Splunk is monitoring access log file using the stanza below
[monitor:///opt/logging/prodops_httpd]
blacklist = (\.snapshot|\.gz$)
disabled = 0
followTail = 0
host_regex = /opt/logging/prodops_httpd/(.*)/.*\.log
whitelist = (access|error)\.log$
The log files are rotated every night using the logrotae script like below
/etc/logrotate.d/httpd:
/etc/httpd/logs/*log {
missingok
notifempty
sharedscripts
postrotate
/sbin/service httpd reload > /dev/null 2>/dev/null || true
/usr/local/bin/httpdlogrotate.sh
endscript
}
/usr/local/bin/httpdlogrotate.sh:
#!/bin/bash
LOGDIR=/etc/httpd/logs
LogDate=$(date +%Y-%m-%d)
for i in $(find $LOGDIR -name "*log.1")
do
FILENAME=$(echo $i|awk -F \/ '{print $NF}' | sed 's/\.1$//') mv $i $LOGDIR/archive/$FILENAME.$LogDate
gzip $LOGDIR/archive/$FILENAME.$LogDate
done
find $LOGDIR/archive/ -type f -name "*gz" -ctime +4 -exec /bin/rm {} \;
Intermittently log file are indexed multiple times.
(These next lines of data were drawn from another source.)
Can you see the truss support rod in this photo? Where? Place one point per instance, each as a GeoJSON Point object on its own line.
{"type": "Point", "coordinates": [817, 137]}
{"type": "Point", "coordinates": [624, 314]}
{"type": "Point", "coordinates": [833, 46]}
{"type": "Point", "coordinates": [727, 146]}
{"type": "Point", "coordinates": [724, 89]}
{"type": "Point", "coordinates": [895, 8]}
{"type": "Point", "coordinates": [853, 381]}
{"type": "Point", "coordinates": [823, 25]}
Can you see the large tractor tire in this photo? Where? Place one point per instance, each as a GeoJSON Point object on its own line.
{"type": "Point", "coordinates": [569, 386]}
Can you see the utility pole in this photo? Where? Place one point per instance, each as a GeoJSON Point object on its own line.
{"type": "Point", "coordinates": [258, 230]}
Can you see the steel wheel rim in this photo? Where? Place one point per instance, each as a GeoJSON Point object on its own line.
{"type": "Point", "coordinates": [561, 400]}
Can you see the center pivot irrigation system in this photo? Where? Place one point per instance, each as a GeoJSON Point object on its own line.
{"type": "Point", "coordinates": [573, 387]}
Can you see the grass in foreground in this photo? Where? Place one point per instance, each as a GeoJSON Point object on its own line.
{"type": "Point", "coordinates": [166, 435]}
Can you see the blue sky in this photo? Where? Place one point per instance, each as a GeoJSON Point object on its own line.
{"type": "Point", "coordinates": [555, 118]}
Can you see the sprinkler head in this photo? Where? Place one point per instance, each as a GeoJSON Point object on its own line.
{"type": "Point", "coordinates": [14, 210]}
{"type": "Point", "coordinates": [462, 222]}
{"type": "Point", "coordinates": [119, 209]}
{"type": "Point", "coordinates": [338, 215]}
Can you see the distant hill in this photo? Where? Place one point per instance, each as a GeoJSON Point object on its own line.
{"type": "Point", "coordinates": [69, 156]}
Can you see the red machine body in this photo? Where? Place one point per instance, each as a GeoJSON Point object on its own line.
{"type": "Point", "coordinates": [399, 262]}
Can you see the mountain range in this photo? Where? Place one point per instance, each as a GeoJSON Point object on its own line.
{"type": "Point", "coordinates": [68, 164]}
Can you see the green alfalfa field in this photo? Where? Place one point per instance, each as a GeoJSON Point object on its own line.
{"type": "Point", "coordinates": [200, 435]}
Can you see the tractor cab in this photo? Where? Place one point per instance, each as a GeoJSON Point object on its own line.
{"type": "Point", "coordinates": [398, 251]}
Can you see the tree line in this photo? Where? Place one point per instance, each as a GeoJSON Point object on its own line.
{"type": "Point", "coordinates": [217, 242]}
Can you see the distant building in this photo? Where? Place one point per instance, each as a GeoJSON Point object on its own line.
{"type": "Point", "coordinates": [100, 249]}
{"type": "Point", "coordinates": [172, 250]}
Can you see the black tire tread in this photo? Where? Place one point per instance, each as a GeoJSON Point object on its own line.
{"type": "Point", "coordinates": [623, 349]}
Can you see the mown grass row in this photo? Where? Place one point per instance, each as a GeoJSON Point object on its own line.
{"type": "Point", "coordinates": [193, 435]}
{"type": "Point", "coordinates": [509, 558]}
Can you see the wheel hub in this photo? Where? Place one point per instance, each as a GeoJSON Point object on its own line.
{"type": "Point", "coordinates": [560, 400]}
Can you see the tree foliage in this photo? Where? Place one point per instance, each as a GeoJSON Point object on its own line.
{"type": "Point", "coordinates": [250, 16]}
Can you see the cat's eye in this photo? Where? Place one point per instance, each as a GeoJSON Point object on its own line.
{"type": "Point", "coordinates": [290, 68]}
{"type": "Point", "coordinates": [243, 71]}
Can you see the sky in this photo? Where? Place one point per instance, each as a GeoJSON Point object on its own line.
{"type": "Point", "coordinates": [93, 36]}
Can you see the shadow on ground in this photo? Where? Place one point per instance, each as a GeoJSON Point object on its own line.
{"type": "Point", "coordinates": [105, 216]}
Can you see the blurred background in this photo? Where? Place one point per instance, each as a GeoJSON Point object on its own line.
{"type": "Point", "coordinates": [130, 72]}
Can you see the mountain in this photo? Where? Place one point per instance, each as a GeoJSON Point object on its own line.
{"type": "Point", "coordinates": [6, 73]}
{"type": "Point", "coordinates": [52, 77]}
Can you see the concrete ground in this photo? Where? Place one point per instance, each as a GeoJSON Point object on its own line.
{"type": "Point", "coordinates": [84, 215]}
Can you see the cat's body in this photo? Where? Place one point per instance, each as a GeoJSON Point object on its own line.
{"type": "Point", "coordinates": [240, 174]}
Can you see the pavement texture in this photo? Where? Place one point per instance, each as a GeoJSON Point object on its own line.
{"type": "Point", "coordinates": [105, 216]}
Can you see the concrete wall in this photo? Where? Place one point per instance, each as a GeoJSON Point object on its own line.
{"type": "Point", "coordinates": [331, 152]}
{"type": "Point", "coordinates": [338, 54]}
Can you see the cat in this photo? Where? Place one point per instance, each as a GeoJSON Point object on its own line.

The splunkd.log file shows error messages like below
02-25-2014 09:42:29.085 -0500 WARN TailingProcessor - Access error while handling path: Failed to get file size from prevFd for fstate where file='/opt/logging/prodops_httpd/ny-web-02.na.rtdom.net/access.log'
The above error messages indicate that Splunk tried to 'fstat' a file and it failed. Which means, Splunk opened a file, and it is still open, and now it can't find out how big it is. That's not normal.
You would tend to expect this represents a platform-level problem, like an NFS problem or a file system corruption problem or a kernel bug. For the NFS , we do not recommend softmount.
Issue got resolved upon install of new index.